We've checked the experiment code from our CoNLL-2020 paper under tutorials/corpus, as a collection of 4 notebooks. Our intent is to turn these notebooks into a detailed tutorial on analyzing model outputs and corpus labels using Text Extensions for Pandas.

To complete the tutorial, we need to add explanatory text to the notebooks by adding Markdown cells in between the current set of code cells.

This issue covers the task of adding this explanatory text. We anticipate that there will be several pull requests associated with this issue, as there is quite a bit of code to document.

stefan-it commented 3 years ago

Hi @frreiss ,

would it be possible to get a kind of "pre-access" to the corrected error lists and scripts :thinking:

I would really like to run experiments with Flair on the corrected version :hugs:

Thanks in advance :heart:

Stefan

frreiss commented 3 years ago

Thanks for your interest, @stefan-it ! The repository with the list of corrections should go live tomorrow. It will be at https://github.com/CODAIT/Identifying-Incorrect-Labels-In-CoNLL-2003

frreiss commented 3 years ago

@stefan-it the repository at https://github.com/CODAIT/Identifying-Incorrect-Labels-In-CoNLL-2003 is now live.

Note that we are working on some additional cleanup and will tag a second release soon, so you may want to wait a day or two.
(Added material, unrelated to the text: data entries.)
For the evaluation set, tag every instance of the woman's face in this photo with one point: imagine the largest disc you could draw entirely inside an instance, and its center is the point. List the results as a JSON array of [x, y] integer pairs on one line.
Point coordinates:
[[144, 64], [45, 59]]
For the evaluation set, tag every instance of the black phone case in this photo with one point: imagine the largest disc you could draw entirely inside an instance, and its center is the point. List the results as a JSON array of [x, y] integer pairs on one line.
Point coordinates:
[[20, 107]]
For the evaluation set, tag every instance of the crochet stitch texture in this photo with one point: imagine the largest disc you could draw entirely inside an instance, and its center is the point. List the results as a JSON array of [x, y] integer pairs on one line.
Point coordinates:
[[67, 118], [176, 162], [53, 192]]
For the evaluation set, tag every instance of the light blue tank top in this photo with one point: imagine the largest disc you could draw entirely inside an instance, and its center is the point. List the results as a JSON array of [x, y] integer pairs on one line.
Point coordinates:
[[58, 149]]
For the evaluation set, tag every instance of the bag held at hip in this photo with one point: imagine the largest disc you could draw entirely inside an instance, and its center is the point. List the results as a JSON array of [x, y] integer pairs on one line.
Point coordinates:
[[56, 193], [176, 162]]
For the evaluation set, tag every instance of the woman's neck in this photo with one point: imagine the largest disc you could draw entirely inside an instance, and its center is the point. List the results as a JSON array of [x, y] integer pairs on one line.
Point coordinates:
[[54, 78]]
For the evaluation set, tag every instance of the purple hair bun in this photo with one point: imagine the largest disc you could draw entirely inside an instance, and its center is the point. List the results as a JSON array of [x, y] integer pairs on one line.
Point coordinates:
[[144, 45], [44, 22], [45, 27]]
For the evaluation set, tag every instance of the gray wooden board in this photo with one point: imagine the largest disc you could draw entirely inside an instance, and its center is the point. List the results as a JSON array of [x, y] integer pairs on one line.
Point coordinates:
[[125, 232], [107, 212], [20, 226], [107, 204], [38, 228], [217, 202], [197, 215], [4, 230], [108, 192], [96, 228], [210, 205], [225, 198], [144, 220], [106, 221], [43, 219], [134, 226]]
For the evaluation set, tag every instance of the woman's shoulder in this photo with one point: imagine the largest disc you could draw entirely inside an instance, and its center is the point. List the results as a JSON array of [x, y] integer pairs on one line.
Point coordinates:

stefan-it commented 3 years ago

:+1: thanks for that :hugs:

I currently see some label mismatches:

0
B-LOC
B-MISC
B-ORG
I-LOC
I-LOC.
I-LOCMinn
I-MISC
I-MISC.
I-MISC12
I-MISCBAY
I-MISCCUP
I-MISCdiplomats
I-MISCFOOTBALL-RANDALL
I-MISCleader
I-MISCLouis-based
I-MISCMAKE
I-MISCopen
I-MISCPILOTS
I-MISCquits
I-MISCRETIRES
I-MISCRULES-AFL
I-MISCSEES
I-MISCspokesman
I-MISCSTATE
I-MISCstill
I-MISCTrade
I-MISCWINS
I-ORG
I-ORGAthens
I-ORGFe
I-ORGgiven
I-ORGv
I-PER
I-PER.
I-PP
O
O)
Orebels-Interfax

so Im really excited for the release :heart:

frreiss commented 3 years ago

@stefan-it thanks for finding that regression. We are tracking down the cause.

frreiss commented 3 years ago

BTW, the problem is that the output file is missing some carriage returns. As a short-term workaround, it looks like you should be able to just add a newline after each of the garbled tokens. For example, I-LOCMinn becomes I-LOC\nMinn.

frreiss commented 3 years ago

I think we've added enough descriptive text to the tutorial to be able to close this issue.